Der Pilot eines Strausberger Learjets, der im September auf Bornholm verunglückte, muss für zehn Monate ins Gefängnis. Das entschied ein Gericht in der Inselhauptstadt Rønne am Freitag. Ferner wurde dem Mann für fünf Jahre das Recht entzogen, in einem Luftfahrzeug zu arbeiten. Nach seiner Strafe wird er mit einem sechsjährigen Wiedereinreiseverbot aus Dänemark ausgewiesen.

Angeklagt war der Iraner wegen Betrugs - er hatte auf Bornholm mit einer zuvor gekündigten Kreditkarte sein Flugzeug betankt -, Urkundenfälschung und weil er seinen Passagier fahrlässig in Lebensgefahr gebracht hatte. Wie der dänische Fernsehsender "TV2 Bornholm" am Freitag berichtete, überlege der Pilot noch, ob er in Berufung gehe: Die Verteidigung hatte in ihrem Plädoyer eine Haftstrafe von lediglich 30 Tagen, die Anklage eine Strafe von zwei Jahren und sechs Monaten gefordert.

Während des Prozesses waren zahlreiche, teils spektakuläre Details ans Tageslicht gekommen: So war sein Flugzeug in Deutschland seit Monaten abgemeldet und hätte niemals starten dürfen. Im Flugzeug fanden die Ermittlungsbehörden gefälschte Pilotenscheine, auch die Identität des Mannes war lange unklar. Deutsche Behörden haben wegen verschiedener in Deutschland begangener Betrugsdelikte die Auslieferung des Mannes beantragt.

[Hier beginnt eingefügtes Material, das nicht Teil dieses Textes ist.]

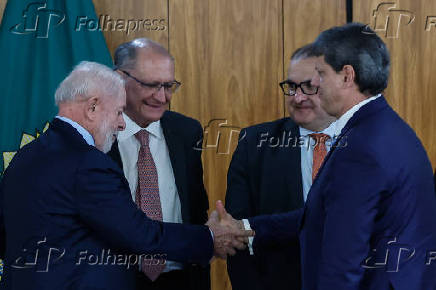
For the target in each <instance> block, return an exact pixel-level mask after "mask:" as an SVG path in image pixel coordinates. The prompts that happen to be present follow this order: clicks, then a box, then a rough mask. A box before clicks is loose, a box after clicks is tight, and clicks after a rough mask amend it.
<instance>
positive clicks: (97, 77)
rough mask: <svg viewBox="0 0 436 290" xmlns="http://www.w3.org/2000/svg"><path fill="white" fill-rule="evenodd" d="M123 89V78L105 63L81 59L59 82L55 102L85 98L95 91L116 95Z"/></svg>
mask: <svg viewBox="0 0 436 290" xmlns="http://www.w3.org/2000/svg"><path fill="white" fill-rule="evenodd" d="M122 89H124V80H123V78H122V77H121V76H120V75H119V74H118V73H116V72H114V71H113V70H111V69H110V68H108V67H107V66H105V65H102V64H99V63H96V62H90V61H82V62H81V63H79V64H78V65H77V66H76V67H75V68H74V69H73V71H72V72H71V73H70V74H69V75H68V76H67V77H66V78H65V79H64V80H63V81H62V82H61V83H60V85H59V87H58V88H57V89H56V93H55V103H56V105H59V104H60V103H63V102H75V101H79V100H86V99H89V98H90V97H92V96H94V95H95V94H97V93H102V94H104V95H111V96H117V95H119V94H120V91H121V90H122Z"/></svg>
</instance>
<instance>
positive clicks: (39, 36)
mask: <svg viewBox="0 0 436 290" xmlns="http://www.w3.org/2000/svg"><path fill="white" fill-rule="evenodd" d="M46 7H47V3H39V2H38V3H37V2H35V3H30V4H29V5H27V7H26V9H24V11H23V20H22V22H21V23H18V24H16V25H14V26H12V27H11V28H10V29H9V31H10V32H12V33H15V34H32V33H33V34H35V38H48V33H49V32H50V28H51V27H55V26H58V25H60V24H62V22H64V20H65V14H64V13H63V12H62V11H57V10H52V9H47V8H46Z"/></svg>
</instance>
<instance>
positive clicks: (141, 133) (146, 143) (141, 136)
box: [135, 129, 150, 147]
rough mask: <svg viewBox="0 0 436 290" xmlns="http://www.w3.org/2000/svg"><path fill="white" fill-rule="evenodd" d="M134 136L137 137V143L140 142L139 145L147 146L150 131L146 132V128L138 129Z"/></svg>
mask: <svg viewBox="0 0 436 290" xmlns="http://www.w3.org/2000/svg"><path fill="white" fill-rule="evenodd" d="M135 137H136V139H138V141H139V143H140V144H141V147H143V146H148V142H149V138H150V133H148V131H147V130H145V129H143V130H139V131H138V132H137V133H136V134H135Z"/></svg>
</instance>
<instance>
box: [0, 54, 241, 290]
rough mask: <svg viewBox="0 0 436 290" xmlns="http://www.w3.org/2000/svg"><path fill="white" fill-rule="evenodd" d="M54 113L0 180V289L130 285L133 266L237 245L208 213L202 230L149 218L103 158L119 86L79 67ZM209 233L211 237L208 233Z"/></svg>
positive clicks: (103, 76)
mask: <svg viewBox="0 0 436 290" xmlns="http://www.w3.org/2000/svg"><path fill="white" fill-rule="evenodd" d="M55 99H56V104H57V105H58V106H59V114H58V116H56V118H55V119H54V120H53V121H52V122H51V124H50V127H49V129H48V130H47V131H46V132H45V133H44V134H43V135H42V136H41V137H39V138H38V139H37V140H35V141H33V142H31V143H30V144H28V145H26V146H24V147H23V148H22V149H21V150H20V151H19V152H18V153H17V154H16V155H15V157H14V159H13V160H12V162H11V164H10V165H9V167H8V168H7V170H6V171H5V174H4V177H3V179H2V180H1V183H0V249H1V251H0V258H4V261H5V269H4V277H3V279H2V281H1V283H0V288H1V289H11V290H27V289H39V290H44V289H53V290H55V289H56V290H58V289H83V290H84V289H114V290H115V289H132V290H133V289H136V285H135V272H137V267H138V264H139V263H142V264H153V265H156V264H158V263H160V261H162V260H166V259H170V260H174V261H178V262H182V263H197V264H201V265H208V263H209V261H210V259H211V257H212V254H213V253H214V254H215V255H217V256H220V257H225V256H226V255H227V254H228V253H230V254H232V253H234V249H233V248H231V247H232V246H235V247H236V246H237V247H242V246H243V245H242V244H241V243H238V242H237V240H236V239H235V235H238V234H242V231H240V232H237V231H232V230H229V229H228V228H226V227H224V226H221V225H220V223H219V221H218V218H217V213H216V212H214V213H212V214H211V218H210V219H209V221H208V222H207V225H208V227H207V226H204V225H181V224H173V223H163V222H160V221H153V220H151V219H149V218H148V217H147V216H146V215H145V214H144V213H143V212H142V211H141V210H139V209H138V208H137V207H136V205H135V204H134V203H133V202H132V200H131V198H130V191H129V187H128V183H127V181H126V180H125V178H124V176H123V173H122V171H121V170H120V169H119V167H118V166H117V165H116V164H115V163H114V162H113V161H112V160H111V159H110V158H109V157H108V156H107V155H106V154H104V153H103V152H106V151H108V150H109V148H110V147H111V145H112V143H113V141H114V140H115V138H116V136H117V133H118V132H119V131H122V130H123V129H124V128H125V122H124V119H123V109H124V108H125V104H126V95H125V89H124V81H123V79H122V78H121V76H120V75H119V74H117V73H115V72H113V71H112V70H111V69H109V68H107V67H105V66H103V65H101V64H97V63H92V62H82V63H80V64H79V65H78V66H77V67H76V68H75V69H74V70H73V71H72V72H71V74H70V75H69V76H68V77H67V78H66V79H65V80H64V81H63V82H62V83H61V84H60V85H59V88H58V89H57V91H56V96H55ZM212 234H213V235H212Z"/></svg>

Das dänische Justizministerium hat nach Angaben von "Danmarks Radio" diesem Ersuchen bereits stattgegeben. In Brandenburg hatte die Tatsache, dass der Iraner mit einem nicht zugelassenen Flugzeug von Strausberg aus durch halb Europa flog, unter anderem dazu geführt, dass die CDU vor Terrorgefahr warnte und sich der Verkehrsaus schusses im Potsdamer Landtag mit dem Thema befasste.

Dabei kritisierte der verkehrspolitische Sprecher der CDU, Rainer Genilke, besonders die Arbeitsweise der Oberen Luftverkehrsbehörde der Länder Berlin und Brandenburg. Wie Genilke der RUNDSCHAU sagte, wolle er das Thema weiter verfolgen. Deswegen gebe es am 16. Januar ein Gespräch zwischen ihm, Verkehrsstaatssekretär Rainer Bretschneider und dem Direktor der Behörde, Wolfgang Fried.